L'édito de Anthony Bekirov - Mario ne sera plus italien

Le 19 octobre 2022

La nouvelle est sans doute passée par-dessus la tête de la majorité de nos lecteurs et lectrices. Mais l’auteur de ses lignes étant un grand amateur de jeux vidéos, il (en l’occurrence, je) ne pouvai(s/t) passer à côté de la chose, car il s’agit aussi d’images en mouvement.

La grande nouvelle donc fut le dévoilement de la première bande-annonce pour le film Super Mario, produit par la firme Nintendo (le studio derrière la série de jeux Super Mario, Kirby, Metroid, Zelda, etc.) et Illumination (le studio d’animation responsable des Moi, moche et méchant).

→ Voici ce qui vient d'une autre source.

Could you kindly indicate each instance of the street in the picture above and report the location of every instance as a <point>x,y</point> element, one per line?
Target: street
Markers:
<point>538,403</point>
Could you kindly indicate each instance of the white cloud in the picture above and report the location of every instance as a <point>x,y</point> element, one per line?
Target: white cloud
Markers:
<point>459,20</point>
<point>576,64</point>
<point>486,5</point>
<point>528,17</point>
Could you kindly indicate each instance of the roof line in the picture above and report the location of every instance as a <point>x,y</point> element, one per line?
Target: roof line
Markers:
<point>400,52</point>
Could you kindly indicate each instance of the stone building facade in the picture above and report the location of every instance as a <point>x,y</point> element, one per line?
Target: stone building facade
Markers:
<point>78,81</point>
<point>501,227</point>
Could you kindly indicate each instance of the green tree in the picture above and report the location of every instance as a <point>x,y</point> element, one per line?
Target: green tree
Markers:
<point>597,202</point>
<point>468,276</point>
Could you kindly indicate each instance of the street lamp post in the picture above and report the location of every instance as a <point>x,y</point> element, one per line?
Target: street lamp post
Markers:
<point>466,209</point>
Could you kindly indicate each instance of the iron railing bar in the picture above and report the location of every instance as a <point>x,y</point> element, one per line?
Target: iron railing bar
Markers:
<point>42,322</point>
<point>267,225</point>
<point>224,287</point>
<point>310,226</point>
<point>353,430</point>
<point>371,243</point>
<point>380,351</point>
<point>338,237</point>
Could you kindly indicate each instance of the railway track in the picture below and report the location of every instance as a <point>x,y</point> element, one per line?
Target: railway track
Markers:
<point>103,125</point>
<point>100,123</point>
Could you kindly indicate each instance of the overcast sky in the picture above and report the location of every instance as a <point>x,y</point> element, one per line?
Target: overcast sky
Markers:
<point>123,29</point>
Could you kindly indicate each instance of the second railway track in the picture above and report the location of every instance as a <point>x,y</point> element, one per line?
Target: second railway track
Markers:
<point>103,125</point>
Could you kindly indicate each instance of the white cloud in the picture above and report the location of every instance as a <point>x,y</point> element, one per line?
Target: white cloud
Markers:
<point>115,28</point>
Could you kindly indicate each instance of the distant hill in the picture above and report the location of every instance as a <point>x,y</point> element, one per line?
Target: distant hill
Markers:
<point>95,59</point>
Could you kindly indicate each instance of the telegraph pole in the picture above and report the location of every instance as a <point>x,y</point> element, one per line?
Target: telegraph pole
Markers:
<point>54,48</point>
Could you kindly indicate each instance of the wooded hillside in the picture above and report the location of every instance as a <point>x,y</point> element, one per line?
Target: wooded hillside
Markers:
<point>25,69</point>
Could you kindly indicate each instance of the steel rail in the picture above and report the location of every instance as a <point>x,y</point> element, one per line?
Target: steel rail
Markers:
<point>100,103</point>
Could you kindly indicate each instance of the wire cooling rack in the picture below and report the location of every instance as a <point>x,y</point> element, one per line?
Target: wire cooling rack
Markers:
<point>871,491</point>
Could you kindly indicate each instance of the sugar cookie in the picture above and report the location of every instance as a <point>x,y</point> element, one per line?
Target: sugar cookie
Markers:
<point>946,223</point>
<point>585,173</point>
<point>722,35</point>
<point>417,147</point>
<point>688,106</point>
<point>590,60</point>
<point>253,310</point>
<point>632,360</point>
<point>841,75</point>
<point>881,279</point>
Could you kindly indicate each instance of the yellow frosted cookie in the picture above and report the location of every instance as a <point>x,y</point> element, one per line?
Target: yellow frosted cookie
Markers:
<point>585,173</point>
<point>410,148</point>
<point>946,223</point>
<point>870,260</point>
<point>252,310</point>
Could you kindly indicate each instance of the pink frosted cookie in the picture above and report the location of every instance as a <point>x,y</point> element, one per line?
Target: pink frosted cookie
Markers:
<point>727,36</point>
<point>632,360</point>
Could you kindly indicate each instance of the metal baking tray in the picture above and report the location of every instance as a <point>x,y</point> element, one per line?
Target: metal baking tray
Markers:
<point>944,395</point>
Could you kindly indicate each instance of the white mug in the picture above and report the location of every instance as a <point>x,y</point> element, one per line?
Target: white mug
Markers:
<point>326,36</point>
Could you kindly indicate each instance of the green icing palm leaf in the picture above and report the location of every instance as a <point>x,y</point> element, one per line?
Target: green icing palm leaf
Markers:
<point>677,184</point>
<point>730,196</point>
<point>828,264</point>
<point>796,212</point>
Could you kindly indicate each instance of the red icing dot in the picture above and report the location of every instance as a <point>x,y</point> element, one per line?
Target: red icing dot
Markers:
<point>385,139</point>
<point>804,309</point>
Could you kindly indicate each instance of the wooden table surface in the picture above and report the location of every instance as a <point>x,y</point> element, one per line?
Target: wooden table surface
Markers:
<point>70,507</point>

Nous savions que ce film allait paraître un jour, car Shigeru Miyamoto, directeur de Nintendo, avait révélé l’existence du projet il y a un an environ, lors d’une annonce qui relevait d’un rêve fiévreux : voir les noms de Chris Pratt, Jack Black, Anya Taylor-Joy, Seth Rogen ou encore Charlie Day dans les rôles de Mario, Bowser, Princess Peach, Luigi et consorts était tout bonnement surréaliste. On redoutait le pire après le massacre que fut la première adaptation (en live-action) Super Mario Bros en 1993. Or nous avons été quelque peu rassurés, car non seulement il s’agira d’un film d’animation, mais qui plus est, de la plus haute qualité.

Toutefois, un détail plutôt conséquent n’a pas échappé à la communauté : le personnage de Super Mario, censé être italien, a perdu toute trace d’accent. Son doubleur Chris Pratt récite ses lignes sans grand effort, avec son inflexion new-yorkaise banale (pour l’histoire, le personnage de Mario est d’origine italienne mais vit à Brooklyn, NY). Internet a donc crié au whitewashing, c’est-à-dire, l’effacement de la mixité ethnique au profit d’une uniformité caucasienne. Nous pourrions même dire qu’il s’agit d’un american washing. Deux raisons à cela : 1) rendre le film plus sexy pour le public étasunien, assurément la plus ventrue des vaches à lait ; 2) à l’heure de la chasse au politiquement incorrect, Nintendo se protège des critiques potentielles envers l’accent exagérément italien de Mario qui pourrait passer pour une parodie de mauvais goût (dixit le producteur Chris Meledandri).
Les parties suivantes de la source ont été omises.